【爆弾テロ】コロンビアの警察署が爆破され5人死亡、犯人は…?

テロというと、現在ではIS(イスラム国)などのイスラム過激派によるものが多く行われており、特に自爆を含めた爆弾テロの場合は、まず真っ先にその関係者が疑われるのが潮流となっている。だが、南米においては、また別のテロの脅威が存在しているようだ。

BBCが28日に報じたところによると、コロンビア北部アトランティコ県バランキージャ市の警察所で爆弾が爆発。これによって少なくとも5人の警察官が死亡し、数十名が負傷したという。負傷者のうちの数人は深刻な状態にあると地元のメディアは語っている。

爆弾が爆発したのは、朝の仕事を割り当てるために確認をしていたところ、警察官たちが集まっている時間だったという。当局はこれを「麻薬密売及び組織犯罪の撲滅への活動に対する報復」であるとしている。

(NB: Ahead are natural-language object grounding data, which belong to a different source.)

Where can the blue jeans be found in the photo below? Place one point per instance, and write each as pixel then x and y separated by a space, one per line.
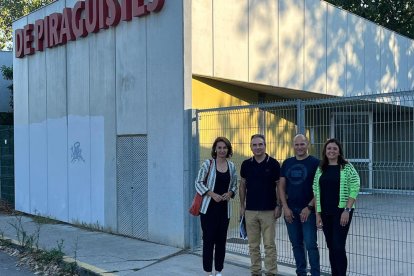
pixel 301 235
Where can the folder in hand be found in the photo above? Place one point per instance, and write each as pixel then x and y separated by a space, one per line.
pixel 242 228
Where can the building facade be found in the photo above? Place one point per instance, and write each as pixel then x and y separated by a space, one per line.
pixel 104 93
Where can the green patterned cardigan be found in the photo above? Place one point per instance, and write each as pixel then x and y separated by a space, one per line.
pixel 348 187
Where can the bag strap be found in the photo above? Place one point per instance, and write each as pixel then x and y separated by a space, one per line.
pixel 208 172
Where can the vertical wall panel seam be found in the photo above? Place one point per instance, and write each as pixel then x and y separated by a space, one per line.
pixel 248 40
pixel 67 128
pixel 346 53
pixel 116 141
pixel 365 63
pixel 326 47
pixel 47 140
pixel 212 39
pixel 90 130
pixel 303 44
pixel 278 42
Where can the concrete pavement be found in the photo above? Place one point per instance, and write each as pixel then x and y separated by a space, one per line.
pixel 8 266
pixel 107 254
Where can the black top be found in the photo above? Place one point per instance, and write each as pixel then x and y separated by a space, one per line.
pixel 260 183
pixel 329 183
pixel 222 182
pixel 299 176
pixel 221 187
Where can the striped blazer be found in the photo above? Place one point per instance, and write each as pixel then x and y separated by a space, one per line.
pixel 348 186
pixel 211 182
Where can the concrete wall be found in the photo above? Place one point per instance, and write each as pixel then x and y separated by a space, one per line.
pixel 127 80
pixel 304 45
pixel 6 58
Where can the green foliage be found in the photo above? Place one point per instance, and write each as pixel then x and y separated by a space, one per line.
pixel 11 10
pixel 396 15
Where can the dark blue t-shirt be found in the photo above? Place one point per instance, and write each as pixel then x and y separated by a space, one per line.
pixel 260 183
pixel 299 176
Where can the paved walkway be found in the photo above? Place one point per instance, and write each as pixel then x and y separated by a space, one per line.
pixel 106 254
pixel 8 266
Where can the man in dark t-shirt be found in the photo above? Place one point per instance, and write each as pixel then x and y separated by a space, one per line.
pixel 296 195
pixel 259 204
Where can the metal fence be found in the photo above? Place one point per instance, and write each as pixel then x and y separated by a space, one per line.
pixel 377 132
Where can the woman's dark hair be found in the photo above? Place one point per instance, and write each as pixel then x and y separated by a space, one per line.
pixel 324 160
pixel 228 145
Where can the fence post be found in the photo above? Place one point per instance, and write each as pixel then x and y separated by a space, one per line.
pixel 300 121
pixel 194 156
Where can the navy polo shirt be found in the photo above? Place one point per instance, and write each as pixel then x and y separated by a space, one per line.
pixel 260 183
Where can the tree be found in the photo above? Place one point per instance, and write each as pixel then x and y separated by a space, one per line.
pixel 7 73
pixel 11 10
pixel 396 15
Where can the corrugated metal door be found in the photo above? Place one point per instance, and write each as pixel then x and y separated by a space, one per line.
pixel 132 186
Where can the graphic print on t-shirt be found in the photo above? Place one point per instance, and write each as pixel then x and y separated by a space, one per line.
pixel 296 174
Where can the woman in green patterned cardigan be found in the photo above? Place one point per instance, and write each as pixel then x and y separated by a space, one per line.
pixel 336 187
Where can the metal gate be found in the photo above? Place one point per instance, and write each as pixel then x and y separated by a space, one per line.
pixel 377 132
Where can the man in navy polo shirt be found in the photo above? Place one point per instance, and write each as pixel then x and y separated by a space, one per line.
pixel 296 195
pixel 259 204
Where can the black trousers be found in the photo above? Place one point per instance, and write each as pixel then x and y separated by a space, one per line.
pixel 335 236
pixel 214 225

爆弾は遠隔操作により爆発されたと見られていて、爆発場所に仕掛けられたのは、それより前であったと考えられている。

この爆発テロに関して、警察は31歳の容疑者を逮捕。司法長官であるネスター・マルティネスは、逮捕された男について、「爆発物を使用したテロで5人を殺害した容疑で告訴する」と述べているという。

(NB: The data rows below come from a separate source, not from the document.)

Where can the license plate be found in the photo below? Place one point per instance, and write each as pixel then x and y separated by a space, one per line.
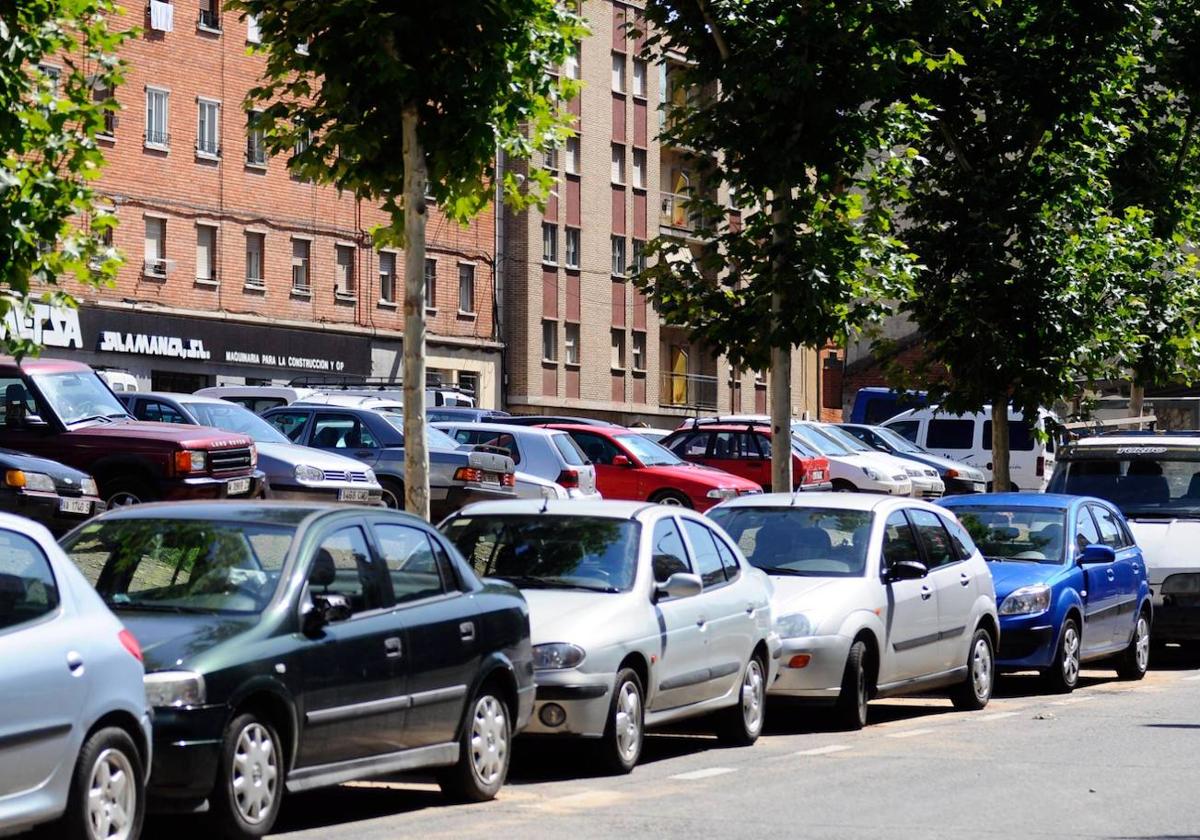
pixel 75 505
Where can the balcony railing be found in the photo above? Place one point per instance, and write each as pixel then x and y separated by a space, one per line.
pixel 688 390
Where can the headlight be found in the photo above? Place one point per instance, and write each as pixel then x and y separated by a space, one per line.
pixel 305 473
pixel 1026 601
pixel 795 625
pixel 174 688
pixel 557 657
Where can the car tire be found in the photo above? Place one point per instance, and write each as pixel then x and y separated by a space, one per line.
pixel 973 693
pixel 625 731
pixel 108 773
pixel 742 724
pixel 1062 676
pixel 850 709
pixel 249 790
pixel 1135 659
pixel 485 750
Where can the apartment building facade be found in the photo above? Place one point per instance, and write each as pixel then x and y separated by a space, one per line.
pixel 580 337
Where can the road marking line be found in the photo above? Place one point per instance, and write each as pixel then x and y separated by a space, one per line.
pixel 823 750
pixel 707 773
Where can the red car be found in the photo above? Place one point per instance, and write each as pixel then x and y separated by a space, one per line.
pixel 744 449
pixel 633 467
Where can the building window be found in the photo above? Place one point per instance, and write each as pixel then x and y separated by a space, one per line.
pixel 387 277
pixel 343 271
pixel 571 343
pixel 156 118
pixel 300 281
pixel 573 247
pixel 208 129
pixel 205 253
pixel 618 256
pixel 255 253
pixel 156 247
pixel 466 288
pixel 549 244
pixel 618 72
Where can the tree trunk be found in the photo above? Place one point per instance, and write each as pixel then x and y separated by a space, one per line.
pixel 1001 479
pixel 417 454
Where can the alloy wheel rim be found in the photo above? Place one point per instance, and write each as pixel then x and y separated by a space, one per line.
pixel 112 797
pixel 628 723
pixel 255 773
pixel 489 739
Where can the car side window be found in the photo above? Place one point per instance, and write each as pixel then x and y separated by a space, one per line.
pixel 708 562
pixel 343 565
pixel 934 537
pixel 28 591
pixel 411 562
pixel 667 553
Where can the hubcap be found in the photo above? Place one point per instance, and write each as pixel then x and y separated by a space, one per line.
pixel 489 739
pixel 628 723
pixel 255 773
pixel 112 797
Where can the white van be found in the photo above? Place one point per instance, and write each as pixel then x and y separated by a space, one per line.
pixel 967 437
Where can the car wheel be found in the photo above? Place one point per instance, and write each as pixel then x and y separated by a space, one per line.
pixel 107 799
pixel 850 711
pixel 1062 676
pixel 624 733
pixel 250 779
pixel 742 724
pixel 485 751
pixel 1135 659
pixel 975 691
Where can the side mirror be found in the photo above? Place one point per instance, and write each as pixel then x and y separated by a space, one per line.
pixel 681 585
pixel 1096 555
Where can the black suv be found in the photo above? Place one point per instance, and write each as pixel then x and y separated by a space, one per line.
pixel 291 647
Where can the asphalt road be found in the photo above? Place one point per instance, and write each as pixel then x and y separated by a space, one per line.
pixel 1113 760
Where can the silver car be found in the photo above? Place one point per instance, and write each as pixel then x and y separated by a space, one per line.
pixel 75 732
pixel 641 615
pixel 874 597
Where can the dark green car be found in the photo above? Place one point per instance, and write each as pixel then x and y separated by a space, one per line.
pixel 291 647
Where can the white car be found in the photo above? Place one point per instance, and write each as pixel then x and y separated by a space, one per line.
pixel 641 615
pixel 75 731
pixel 874 598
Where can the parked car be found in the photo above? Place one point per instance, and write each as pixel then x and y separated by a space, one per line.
pixel 1069 580
pixel 1155 481
pixel 291 647
pixel 630 467
pixel 63 411
pixel 377 439
pixel 955 475
pixel 874 598
pixel 75 730
pixel 744 449
pixel 641 616
pixel 292 472
pixel 967 438
pixel 552 455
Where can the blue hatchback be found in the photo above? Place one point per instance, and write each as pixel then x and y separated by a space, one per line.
pixel 1071 583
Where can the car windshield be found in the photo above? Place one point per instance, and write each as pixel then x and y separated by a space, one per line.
pixel 229 418
pixel 77 396
pixel 1155 481
pixel 647 451
pixel 591 553
pixel 181 565
pixel 1032 534
pixel 801 541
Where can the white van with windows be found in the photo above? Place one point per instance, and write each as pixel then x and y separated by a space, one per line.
pixel 967 438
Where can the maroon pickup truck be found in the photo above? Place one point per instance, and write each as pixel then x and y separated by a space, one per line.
pixel 63 411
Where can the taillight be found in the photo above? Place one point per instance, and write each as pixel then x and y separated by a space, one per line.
pixel 130 642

また、この事件には逮捕した男以外にも多くの人間が関わっていると考えられており、警察は同じようにこの事件に関わった人間の情報について、5000万コロンビア・ペソ(日本円にしておよそ195万円)の懸賞金を用意し、情報提供を呼びかけているという。

この爆破テロについて、コロンビアの大統領であるフアン・マヌエル・サントスは、「卑劣なものだ」とコメント。この事件の責任を負うべきものを見つけるまで、当局は休むことはないと宣言している。

警察は上記の通り、犯罪組織などによる報復が今回の事件の原因だという見方を示しているが、地元メディアは別に、「単なる憂さ晴らしのために組織的に行われた犯罪」という可能性があるとも報じている。他にも、この地域では、装甲車が強奪される事件が起こっているという。

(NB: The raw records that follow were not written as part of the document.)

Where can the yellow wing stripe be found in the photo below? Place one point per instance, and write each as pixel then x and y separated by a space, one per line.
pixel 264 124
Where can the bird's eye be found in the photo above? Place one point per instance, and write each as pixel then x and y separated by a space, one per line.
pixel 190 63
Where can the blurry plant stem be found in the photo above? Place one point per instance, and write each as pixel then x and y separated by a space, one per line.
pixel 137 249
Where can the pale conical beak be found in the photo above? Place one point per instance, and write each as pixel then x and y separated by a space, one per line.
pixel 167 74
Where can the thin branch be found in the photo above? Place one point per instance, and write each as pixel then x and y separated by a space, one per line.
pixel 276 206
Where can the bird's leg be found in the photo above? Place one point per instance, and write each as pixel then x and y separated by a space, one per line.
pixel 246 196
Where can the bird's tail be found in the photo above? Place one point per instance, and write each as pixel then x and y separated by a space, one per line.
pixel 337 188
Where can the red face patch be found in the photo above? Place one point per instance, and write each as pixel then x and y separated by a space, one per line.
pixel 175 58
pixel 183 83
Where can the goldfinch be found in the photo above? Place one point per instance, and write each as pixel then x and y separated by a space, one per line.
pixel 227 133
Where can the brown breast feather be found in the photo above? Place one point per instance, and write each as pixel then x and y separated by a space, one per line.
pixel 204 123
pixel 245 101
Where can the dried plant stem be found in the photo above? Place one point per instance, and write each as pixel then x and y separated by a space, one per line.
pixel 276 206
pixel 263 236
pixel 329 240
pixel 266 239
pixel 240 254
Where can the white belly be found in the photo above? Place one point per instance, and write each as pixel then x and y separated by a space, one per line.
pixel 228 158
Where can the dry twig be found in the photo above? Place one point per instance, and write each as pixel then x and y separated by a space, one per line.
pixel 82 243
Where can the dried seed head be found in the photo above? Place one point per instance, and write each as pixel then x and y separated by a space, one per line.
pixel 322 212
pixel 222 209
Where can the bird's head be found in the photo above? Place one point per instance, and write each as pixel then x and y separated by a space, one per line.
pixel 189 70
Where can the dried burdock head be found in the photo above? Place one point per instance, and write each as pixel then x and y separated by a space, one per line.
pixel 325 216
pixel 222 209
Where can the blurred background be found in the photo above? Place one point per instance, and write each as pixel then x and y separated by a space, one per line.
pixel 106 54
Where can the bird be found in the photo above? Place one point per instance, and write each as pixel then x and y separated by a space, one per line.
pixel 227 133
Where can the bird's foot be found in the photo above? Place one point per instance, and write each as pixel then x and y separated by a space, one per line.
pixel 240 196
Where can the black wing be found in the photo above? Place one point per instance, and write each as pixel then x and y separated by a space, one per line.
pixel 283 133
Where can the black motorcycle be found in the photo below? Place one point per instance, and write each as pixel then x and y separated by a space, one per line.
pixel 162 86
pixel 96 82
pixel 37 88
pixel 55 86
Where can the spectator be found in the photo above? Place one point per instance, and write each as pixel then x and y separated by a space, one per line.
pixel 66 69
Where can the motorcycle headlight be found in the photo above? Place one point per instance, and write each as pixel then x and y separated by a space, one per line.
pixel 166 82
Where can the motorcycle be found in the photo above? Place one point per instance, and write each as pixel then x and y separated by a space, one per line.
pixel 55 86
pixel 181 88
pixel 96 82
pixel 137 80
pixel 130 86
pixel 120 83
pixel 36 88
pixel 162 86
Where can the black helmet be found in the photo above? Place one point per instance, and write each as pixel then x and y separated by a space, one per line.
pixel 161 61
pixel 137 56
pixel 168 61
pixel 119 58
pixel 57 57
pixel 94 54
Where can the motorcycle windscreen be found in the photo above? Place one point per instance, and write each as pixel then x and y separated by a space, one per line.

この件について、ネット上の外国人たちの間では、「これは犯罪組織の仕業に違いない」「主要な武装勢力は昨年に政府と協議したはずでは」と、テロが犯罪組織によるものではという声が上がっている。一方で、「テロリストは世界中にいる」とテロの脅威が今や世界のどこにでもあるとする声のほか、さらには「コロンビアが安全だと思ったから行こうと思っていたのに」と、現地への旅行を取りやめようとする声などが見られる。やはり、警察署が爆破されるという事件は、相当なインパクトをもって受け入れられたようだ。

犯罪組織に属するプロによる犯行なのか、それとも民衆の暴走によるものなのか――。今後に捜査の進展に注目したい。